One of our goals for this trip to the Galil is to visit the excavations at Beith Saida, a city on the northern shores of Lake Kinneret which dates to 3000 BC. We arrive by mid afternoon to kibbutz Ginossar, where the excavation team is lodged, just in time to hear the “pottery shard reading” session, where the archaeologists analyze ,classify, and catalogue the findings from the excavation.

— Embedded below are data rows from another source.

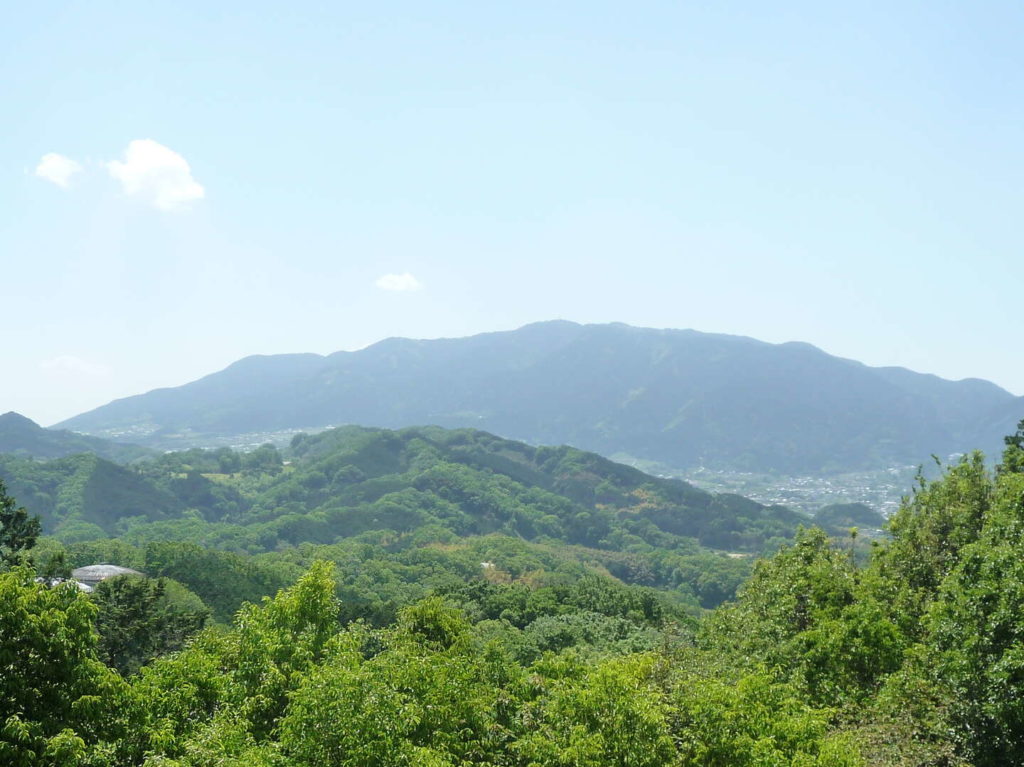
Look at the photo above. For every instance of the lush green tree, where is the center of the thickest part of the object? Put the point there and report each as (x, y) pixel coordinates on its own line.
(56, 698)
(140, 619)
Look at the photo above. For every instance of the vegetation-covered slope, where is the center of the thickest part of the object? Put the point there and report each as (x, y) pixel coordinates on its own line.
(22, 436)
(477, 498)
(679, 397)
(910, 659)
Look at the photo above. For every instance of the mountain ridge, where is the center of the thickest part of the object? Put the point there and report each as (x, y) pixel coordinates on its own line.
(681, 397)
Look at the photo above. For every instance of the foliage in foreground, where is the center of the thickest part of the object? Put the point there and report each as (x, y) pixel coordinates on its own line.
(912, 659)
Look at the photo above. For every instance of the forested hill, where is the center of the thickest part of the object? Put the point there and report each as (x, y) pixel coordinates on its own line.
(412, 491)
(349, 480)
(22, 436)
(680, 397)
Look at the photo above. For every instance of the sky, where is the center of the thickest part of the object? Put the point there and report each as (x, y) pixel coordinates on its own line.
(186, 183)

The director of the dig is Prof. Rami Arav , and enormously erudite and affable
man, who welcomes us very warmly. Going through tray after tray of pottery, broken fragments of glass, and animal bones, he gives a most entertaining and informative reading of the significance of each piece. The excavation is done mostly by volunteer students from the US, in this case from the University of Omaha, Nebraska, who put in three weeks of really hard labor under the intense heat and sun for the greater good of unearthing the past and connecting to the birthplace of 3 of the Apostles of Jesus.
While visiting the site, we are staying in Tiberias, another ancient city, but a very ugly and creepy one. Our hotel sits smack on the lake, but between two semi-abandoned resort hotels that if we didn’t know better, we’d think they were bombed during a recent war.
Our hotel is filled with a motley crew of Orthodox Jews and Christian pilgrims following in the footsteps of Jesus, among them a loud group of Finnish teenagers.
One afternoon we find a peacock which escaped from an adjacent menagerie wandering lost and squawking among the decrepit abandoned buildings. Very strange and unexpected.